Never stifle personal growth
A final step towards motivating staff is to create opportunities for
personal growth. Never let them feel that the lid of their career or
profession is on tight. In those circumstances people lose personal
vision, they stagnate and languish. See in which directions they feel
like growing – it could be a direction in which your programme needs to
grow.
If you spend all your energy containing people and keeping them from growing, you have spent all your energy. The exciting thing is that when your staff grow and your organisation grows, you have to grow. When you create growth for others, you create it for yourself too.

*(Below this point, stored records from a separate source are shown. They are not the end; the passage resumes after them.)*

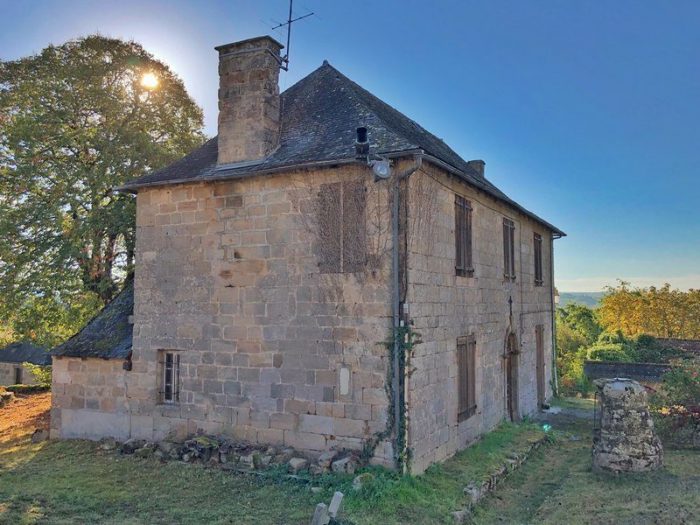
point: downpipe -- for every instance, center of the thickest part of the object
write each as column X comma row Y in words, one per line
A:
column 399, row 394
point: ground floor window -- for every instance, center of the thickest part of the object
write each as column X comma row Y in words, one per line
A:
column 466, row 365
column 170, row 377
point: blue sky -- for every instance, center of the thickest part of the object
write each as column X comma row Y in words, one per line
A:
column 587, row 113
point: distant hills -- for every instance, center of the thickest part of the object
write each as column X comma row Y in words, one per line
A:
column 590, row 299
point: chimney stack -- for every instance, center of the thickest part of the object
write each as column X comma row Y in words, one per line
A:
column 479, row 166
column 249, row 102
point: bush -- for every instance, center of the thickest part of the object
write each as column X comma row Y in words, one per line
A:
column 681, row 384
column 42, row 374
column 27, row 389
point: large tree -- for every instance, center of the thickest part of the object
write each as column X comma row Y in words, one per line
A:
column 76, row 121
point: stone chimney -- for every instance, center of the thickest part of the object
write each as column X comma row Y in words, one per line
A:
column 249, row 102
column 477, row 165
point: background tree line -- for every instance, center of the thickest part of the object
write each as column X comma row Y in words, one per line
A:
column 76, row 121
column 625, row 327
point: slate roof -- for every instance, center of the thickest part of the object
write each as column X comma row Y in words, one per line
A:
column 21, row 352
column 319, row 117
column 107, row 335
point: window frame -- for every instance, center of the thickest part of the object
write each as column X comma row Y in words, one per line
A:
column 508, row 249
column 334, row 198
column 537, row 249
column 466, row 377
column 171, row 397
column 464, row 253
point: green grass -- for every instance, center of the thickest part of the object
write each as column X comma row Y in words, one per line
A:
column 582, row 403
column 75, row 481
column 558, row 486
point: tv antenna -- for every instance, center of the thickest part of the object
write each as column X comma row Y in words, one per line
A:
column 284, row 61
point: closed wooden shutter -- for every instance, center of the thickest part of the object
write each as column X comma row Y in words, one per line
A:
column 508, row 249
column 329, row 218
column 539, row 279
column 354, row 227
column 466, row 381
column 463, row 237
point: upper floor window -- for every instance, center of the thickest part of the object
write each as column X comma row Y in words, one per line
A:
column 463, row 237
column 508, row 249
column 539, row 280
column 342, row 227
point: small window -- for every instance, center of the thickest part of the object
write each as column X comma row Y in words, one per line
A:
column 466, row 369
column 170, row 379
column 539, row 281
column 508, row 249
column 463, row 237
column 342, row 227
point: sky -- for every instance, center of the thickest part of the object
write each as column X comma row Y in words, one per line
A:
column 587, row 113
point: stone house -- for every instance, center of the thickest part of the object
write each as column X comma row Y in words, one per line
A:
column 324, row 274
column 13, row 357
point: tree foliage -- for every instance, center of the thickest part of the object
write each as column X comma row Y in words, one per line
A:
column 661, row 312
column 76, row 122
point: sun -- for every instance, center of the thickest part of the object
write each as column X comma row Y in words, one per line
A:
column 149, row 80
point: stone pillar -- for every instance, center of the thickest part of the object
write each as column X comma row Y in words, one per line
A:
column 624, row 439
column 249, row 102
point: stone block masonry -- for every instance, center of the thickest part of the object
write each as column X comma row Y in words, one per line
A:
column 229, row 279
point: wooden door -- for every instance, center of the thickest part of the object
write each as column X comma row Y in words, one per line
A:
column 541, row 386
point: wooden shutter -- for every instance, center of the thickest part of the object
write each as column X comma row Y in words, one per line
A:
column 463, row 236
column 459, row 236
column 508, row 249
column 329, row 217
column 354, row 227
column 539, row 280
column 466, row 364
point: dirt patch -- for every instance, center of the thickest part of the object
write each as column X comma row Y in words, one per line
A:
column 21, row 417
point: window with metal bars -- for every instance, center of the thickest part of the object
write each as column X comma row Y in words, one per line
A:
column 170, row 378
column 508, row 249
column 463, row 237
column 342, row 227
column 466, row 381
column 539, row 280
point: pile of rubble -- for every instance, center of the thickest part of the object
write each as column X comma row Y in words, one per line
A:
column 6, row 398
column 234, row 455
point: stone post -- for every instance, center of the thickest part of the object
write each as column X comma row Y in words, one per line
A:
column 624, row 439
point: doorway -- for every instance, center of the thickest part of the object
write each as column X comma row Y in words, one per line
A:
column 541, row 387
column 512, row 377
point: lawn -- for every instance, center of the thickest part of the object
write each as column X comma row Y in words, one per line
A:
column 76, row 482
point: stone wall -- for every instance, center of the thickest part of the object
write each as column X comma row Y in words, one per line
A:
column 444, row 306
column 228, row 276
column 89, row 398
column 7, row 374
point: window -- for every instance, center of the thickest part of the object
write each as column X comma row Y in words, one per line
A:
column 539, row 281
column 508, row 249
column 463, row 237
column 170, row 381
column 466, row 380
column 341, row 227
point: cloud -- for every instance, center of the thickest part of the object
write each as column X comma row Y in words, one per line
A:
column 595, row 284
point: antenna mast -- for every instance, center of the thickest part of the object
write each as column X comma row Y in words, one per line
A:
column 284, row 61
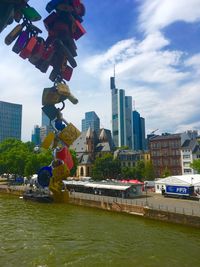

So, when you have provided the first four steps in this L.E.A.R.N. process, just keep on going.
Conclusion
All of the above discussion emphasises the responsibility we share – not
only for the continuing growth and healthy functioning of the staff, but
also of our organisations – for the sake of the children. The children
continue to change, too. Many programs (both administrators and staff)
are unwilling to work with new “categories" of troubled children and
young people. Most people who are not trained are fearful of working
with difficult youngsters who present with problem or 'challenging'
behaviour. The result is that many children remain unhelped, kept
unnecessarily in places of safety or even in prisons.
The demands made upon the child care service today are serious enough for us to take child care teams seriously. Listen to what they have to say about the realities of practice on the front line.